Du côté de Sanofi, les vaccins comptent pour près de 13,5 % du chiffre d’affaires : 4,58 milliards d’euros sur 33,8 milliards de CA global. Tandis que chez Pfizer, ce chiffre est de 11,5 % soit 6,07 milliards de dollars (5,12 milliards d’euros) pour un CA global de 52,8 milliards de dollars (44,6 millions d’euros).

Des perspectives de croissance qui font rêver

L’intérêt des vaccins pour l’industrie pharmaceutique est renforcé par la forte croissance du secteur : « 14 % par an depuis 2002 », selon un rapport de la Cour des comptes de 2012 qui ne précise pas s’il s’agit du marché mondial, européen ou français.

Ce qui est sûr, en revanche, c’est que, de 2011 à 2016, les ventes mondiales de vaccins sont passées de 26 milliards de dollars à 42,3 milliards.
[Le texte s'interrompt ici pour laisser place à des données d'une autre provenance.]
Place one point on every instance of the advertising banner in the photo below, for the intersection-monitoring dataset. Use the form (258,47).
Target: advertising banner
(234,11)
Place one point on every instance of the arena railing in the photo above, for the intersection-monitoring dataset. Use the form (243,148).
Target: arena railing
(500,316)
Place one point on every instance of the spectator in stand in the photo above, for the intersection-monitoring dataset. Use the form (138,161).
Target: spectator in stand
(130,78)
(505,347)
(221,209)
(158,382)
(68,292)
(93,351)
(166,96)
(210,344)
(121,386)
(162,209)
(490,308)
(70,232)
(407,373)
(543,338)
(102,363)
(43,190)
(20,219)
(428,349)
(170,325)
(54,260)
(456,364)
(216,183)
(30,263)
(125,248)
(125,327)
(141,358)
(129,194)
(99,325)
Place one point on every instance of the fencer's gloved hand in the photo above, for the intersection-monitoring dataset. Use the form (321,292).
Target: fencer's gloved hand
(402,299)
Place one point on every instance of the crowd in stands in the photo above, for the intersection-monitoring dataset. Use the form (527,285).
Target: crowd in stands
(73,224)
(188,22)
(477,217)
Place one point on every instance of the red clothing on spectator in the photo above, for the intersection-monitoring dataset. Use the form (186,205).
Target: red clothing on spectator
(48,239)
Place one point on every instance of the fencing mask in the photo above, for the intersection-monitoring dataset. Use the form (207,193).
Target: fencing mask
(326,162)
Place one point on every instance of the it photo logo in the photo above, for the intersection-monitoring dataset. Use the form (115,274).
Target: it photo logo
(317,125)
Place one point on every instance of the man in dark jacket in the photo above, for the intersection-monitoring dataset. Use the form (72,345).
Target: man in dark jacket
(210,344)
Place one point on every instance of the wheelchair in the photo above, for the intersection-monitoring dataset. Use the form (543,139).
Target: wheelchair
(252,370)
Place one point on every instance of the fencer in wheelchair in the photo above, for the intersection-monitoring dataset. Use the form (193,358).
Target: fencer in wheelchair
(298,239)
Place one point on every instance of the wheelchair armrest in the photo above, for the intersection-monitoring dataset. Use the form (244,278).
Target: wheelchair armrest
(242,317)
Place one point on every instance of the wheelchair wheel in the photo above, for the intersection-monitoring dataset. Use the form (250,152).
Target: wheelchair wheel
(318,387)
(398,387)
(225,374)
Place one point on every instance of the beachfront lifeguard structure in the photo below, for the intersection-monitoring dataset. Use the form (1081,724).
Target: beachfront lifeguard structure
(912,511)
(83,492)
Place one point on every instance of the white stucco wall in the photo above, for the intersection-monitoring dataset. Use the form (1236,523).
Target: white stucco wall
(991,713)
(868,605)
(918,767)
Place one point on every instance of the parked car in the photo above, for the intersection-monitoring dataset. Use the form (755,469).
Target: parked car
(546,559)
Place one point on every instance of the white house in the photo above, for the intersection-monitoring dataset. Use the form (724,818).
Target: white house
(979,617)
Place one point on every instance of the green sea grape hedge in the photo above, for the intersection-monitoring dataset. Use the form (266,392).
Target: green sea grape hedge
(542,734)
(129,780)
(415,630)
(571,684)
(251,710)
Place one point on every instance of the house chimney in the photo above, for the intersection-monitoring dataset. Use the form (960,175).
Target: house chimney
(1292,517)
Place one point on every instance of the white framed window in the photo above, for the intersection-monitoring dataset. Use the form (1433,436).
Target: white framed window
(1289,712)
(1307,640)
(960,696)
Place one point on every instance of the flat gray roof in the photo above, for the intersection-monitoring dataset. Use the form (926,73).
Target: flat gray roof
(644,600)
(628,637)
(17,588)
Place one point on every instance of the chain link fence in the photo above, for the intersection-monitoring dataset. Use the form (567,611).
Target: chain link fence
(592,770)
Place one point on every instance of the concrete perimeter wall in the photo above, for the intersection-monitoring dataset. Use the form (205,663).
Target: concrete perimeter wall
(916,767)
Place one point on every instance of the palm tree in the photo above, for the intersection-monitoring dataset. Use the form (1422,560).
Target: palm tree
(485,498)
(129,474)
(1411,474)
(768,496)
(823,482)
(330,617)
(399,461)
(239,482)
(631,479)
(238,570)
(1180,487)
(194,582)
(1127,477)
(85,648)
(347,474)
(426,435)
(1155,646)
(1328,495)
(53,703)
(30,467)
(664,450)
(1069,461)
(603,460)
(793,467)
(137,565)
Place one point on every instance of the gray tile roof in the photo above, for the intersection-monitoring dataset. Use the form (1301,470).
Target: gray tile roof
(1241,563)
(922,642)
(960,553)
Et elles vont « doubler d’ici à 2025 », estime encore Frédéric Bizard, pour atteindre près de 80 milliards de dollars.

 

Evolution du CA, de la marge brute et du résultat opérationnel (dans cet ordre) de la filière vaccins de Sanofi de 2011 à 2016 en millions d’euros. | Sanofi

Le chiffre d’affaires de GSK Vaccines en est l’illustration avec une croissance de 14 % entre 2015 et 2016. Croissance particulièrement marquée en Europe (18 %) par rapport au reste du monde (10 %).

Celui de la branche vaccin de Sanofi, en retrait de 3,5 % cette année, a progressé de 37 % de 2011 à 2015. Quant au CA des vaccins Pfizer, il est plombé (- 6 %) en 2016 par le recul des ventes du Prevenar 13 aux États-Unis (- 9 %). L’obligation de vaccination en France lui fera au moins un peu de bien.

Des vaccins très rentables

Dans tous les cas, les bilans annuels des fabricants de vaccins montrent une rentabilité très forte. Chez Sanofi, la marge brute de la filière vaccins atteint 62 % du CA en 2016, son meilleur niveau depuis six ans.

Mieux encore, le résultat opérationnel représente 34,4 % du CA alors qu’il n’a jamais dépassé 30 % sur la même période et que le résultat moyen de l’ensemble du groupe n’est que de 27,5 % de son chiffre d’affaires.

Même constat chez GSK dont la marge opérationnelle moyenne est de 28,9 % tandis que celle de GSK Vaccines atteint 31,7 %. De quoi intéresser des actionnaires que l’existence d’une législation favorable à la vaccination ne peut que rassurer.